Prime Minister Saara Kuugongelwa Amadhila has emphasised the importance of Africans taking responsibility for the custodianship and management of their mineral resources.

She delivered these remarks during the official opening of the Colloquium of African Geology in Windhoek.

Prime Minister Amadhila's statement aligns with Africa's ambitions to position itself as a global economic powerhouse, as outlined in the AU Agenda 2063.

"It is therefore reassuring to see a large gathering of African scientists under one roof striving for sustainable development and generating solutions for Africa. It is my expectation that the participants will own the stewardship of the African continent towards the realisation of its vision."

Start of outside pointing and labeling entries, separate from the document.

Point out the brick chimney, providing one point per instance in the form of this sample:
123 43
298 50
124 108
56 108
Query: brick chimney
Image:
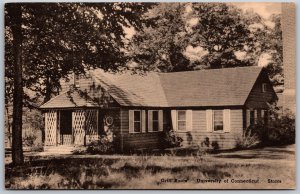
288 24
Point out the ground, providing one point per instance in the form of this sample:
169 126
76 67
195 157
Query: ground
268 168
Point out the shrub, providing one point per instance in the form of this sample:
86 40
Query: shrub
102 146
248 139
29 140
172 139
215 145
281 130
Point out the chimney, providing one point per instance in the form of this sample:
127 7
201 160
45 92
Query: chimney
288 24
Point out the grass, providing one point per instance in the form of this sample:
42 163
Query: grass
155 172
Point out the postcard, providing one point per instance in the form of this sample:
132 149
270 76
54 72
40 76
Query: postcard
154 95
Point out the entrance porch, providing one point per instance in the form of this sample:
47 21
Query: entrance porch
76 127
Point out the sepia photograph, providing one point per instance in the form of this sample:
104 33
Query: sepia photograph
150 95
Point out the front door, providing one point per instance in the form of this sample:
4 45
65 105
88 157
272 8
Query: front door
66 133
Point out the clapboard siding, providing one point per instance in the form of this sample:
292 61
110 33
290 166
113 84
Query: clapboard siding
195 137
257 99
199 132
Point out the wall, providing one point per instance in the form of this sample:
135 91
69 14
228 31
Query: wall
132 141
224 140
257 99
195 137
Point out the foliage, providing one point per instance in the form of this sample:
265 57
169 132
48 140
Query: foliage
172 139
45 42
247 140
61 38
282 129
102 146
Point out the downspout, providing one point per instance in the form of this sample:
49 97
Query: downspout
121 132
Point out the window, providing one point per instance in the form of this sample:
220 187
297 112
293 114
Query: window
155 124
76 80
252 117
137 121
181 116
264 87
218 120
264 116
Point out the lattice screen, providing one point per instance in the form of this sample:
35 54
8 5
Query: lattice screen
50 128
91 125
78 125
66 139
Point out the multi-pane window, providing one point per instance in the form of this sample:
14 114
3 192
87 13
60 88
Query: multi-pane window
155 120
252 117
181 116
264 87
137 121
218 120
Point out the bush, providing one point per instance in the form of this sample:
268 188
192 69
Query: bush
29 140
102 146
281 130
172 139
248 139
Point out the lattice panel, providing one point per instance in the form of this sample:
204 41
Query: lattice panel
78 125
90 138
66 139
50 128
91 125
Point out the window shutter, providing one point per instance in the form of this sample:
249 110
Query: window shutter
209 120
150 124
247 118
262 115
160 120
255 116
143 121
189 120
131 115
174 119
226 120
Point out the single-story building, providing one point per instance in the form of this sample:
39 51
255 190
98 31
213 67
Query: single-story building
137 109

The colloquium, which brought together key stakeholders and experts in the geoscience field, focused on the theme of "the earth sciences and African development."

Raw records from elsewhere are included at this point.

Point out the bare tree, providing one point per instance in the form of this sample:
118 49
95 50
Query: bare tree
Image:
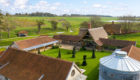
39 24
84 24
95 21
9 24
66 24
127 23
54 24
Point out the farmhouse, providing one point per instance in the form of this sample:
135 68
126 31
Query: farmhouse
35 45
132 52
113 28
90 38
21 65
22 33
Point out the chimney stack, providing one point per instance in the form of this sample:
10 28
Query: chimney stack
89 26
112 22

"In realisation of the imaging linking research, innovation, industry, and society, the GACf, while maintaining our strong scientific research orientation, is also getting more involved in reshaping arts, science, and professionalism for the benefit of all," said Professor Olugbenga Okunlola, President of the Geological Society of Africa (GSAf).

This gathering serves as a platform to foster harmonious continental sustainable resource management and elevate geoscientific research.

Experts at the event are working towards generating solutions that will benefit Africa's extractive sector, with a strong emphasis on the involvement of law and policy experts.

The Colloquium of African Geology is a collaborative effort organised by the Ministry of Mines and Energy in partnership with various national and international stakeholders.

It represents a crucial step towards ensuring Africa's mineral resources are harnessed for the continent's development and the well-being of its people.